CROP INSURANCE DECISIONS IN 2005

Farmers and share-rent landlords have until March 15th to make changes to their crop insurance programs. This article provides an update for making 2005 decisions. Three topics are covered: 1) changes in crop insurance programs in 2005, 2) group product update, and 3) crop insurance considerations given the possibility on soybean rust.

Crop Insurance Changes in 2005

When making crop insurance decisions, farmers have the same products to choose from in 2005 as in 2004. Moreover, there have been no major changes in provisions of the existing crop insurance programs.

Base Prices: While provisions have not changed, base prices are lower in 2005. These base prices are used to set guarantees on revenue products and are based on settlement prices of Chicago Board of Trade futures contacts. The average of settlement prices during February of the December corn contract is used to determine the corn base price while the November contract is used for the soybean base price. In 2004, base prices were $2.83 for corn and $6.72 for soybeans. In 2005, base prices are likely to be around $2.30 for corn and $5.50 for soybeans.

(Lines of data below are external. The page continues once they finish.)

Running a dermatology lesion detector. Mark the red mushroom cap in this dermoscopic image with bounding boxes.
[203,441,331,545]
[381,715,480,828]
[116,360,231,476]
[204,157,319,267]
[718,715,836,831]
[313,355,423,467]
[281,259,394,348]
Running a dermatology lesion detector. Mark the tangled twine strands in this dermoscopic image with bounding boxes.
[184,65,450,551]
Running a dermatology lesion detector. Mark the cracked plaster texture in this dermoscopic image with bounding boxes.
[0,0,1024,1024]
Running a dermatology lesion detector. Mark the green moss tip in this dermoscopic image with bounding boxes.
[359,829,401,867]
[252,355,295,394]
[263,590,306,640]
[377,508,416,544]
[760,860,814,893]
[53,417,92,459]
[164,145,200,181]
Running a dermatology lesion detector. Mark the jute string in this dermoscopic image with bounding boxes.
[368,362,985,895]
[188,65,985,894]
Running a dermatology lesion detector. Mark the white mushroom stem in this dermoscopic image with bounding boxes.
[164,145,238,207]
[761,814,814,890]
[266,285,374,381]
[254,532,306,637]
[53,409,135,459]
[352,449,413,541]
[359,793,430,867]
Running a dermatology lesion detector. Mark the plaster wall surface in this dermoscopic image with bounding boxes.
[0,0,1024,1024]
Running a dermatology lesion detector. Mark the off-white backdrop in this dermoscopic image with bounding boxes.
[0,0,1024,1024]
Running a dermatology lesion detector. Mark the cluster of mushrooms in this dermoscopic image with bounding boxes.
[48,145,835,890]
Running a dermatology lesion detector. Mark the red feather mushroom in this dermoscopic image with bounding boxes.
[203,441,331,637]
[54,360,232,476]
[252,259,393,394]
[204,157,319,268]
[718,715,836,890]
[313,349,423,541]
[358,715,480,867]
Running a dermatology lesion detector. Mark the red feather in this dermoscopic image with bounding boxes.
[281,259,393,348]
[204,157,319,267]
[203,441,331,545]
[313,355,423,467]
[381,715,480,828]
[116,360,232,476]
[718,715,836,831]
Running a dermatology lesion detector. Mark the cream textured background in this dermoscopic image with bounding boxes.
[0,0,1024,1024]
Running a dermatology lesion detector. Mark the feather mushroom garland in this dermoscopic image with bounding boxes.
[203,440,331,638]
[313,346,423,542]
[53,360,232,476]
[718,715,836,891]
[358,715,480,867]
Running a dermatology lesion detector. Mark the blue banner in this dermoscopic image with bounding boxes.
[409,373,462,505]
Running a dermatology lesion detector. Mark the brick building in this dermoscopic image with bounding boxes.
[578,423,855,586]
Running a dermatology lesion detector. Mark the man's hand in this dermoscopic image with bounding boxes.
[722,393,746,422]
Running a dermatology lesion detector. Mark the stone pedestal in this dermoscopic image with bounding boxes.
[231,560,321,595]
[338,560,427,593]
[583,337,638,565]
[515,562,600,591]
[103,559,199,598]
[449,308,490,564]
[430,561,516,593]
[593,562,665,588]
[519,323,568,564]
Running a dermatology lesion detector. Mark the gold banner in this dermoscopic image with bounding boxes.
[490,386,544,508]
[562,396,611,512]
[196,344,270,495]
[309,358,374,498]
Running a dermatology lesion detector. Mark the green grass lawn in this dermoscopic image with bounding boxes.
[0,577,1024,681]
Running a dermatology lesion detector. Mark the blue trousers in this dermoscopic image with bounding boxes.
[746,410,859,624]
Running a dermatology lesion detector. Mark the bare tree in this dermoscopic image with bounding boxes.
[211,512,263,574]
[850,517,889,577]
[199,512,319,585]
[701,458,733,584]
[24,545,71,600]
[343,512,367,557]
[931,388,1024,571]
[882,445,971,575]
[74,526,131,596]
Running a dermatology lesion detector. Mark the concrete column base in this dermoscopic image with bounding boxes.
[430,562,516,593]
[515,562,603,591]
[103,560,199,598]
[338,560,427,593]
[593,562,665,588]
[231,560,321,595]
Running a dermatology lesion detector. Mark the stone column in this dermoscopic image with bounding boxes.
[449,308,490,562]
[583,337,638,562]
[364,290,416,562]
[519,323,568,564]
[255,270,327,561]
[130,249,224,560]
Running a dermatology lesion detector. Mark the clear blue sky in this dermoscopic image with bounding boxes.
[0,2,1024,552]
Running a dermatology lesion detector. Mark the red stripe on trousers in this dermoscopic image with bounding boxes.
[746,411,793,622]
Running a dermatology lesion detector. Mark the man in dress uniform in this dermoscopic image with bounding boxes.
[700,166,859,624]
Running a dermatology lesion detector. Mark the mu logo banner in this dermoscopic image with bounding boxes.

Base prices are used to calculate revenue guarantees. The revenue guarantee equals the base price times the Actual Production History (APH) yield times the coverage level. Since base prices have declined, per acre revenue guarantees also will be lower in 2005 as compared to 2004.

Premiums: In 2005, premiums on most crop insurance products will be lower than in 2004. Base prices and price volatilities enter into the calculation of premiums, with lower base prices and lower volatilities leading to lower premiums. As described above, base prices in 2005 will be lower than 2004, leading to lower premiums. In addition, price volatilities are likely to be lower in 2005, again leading to lower premiums.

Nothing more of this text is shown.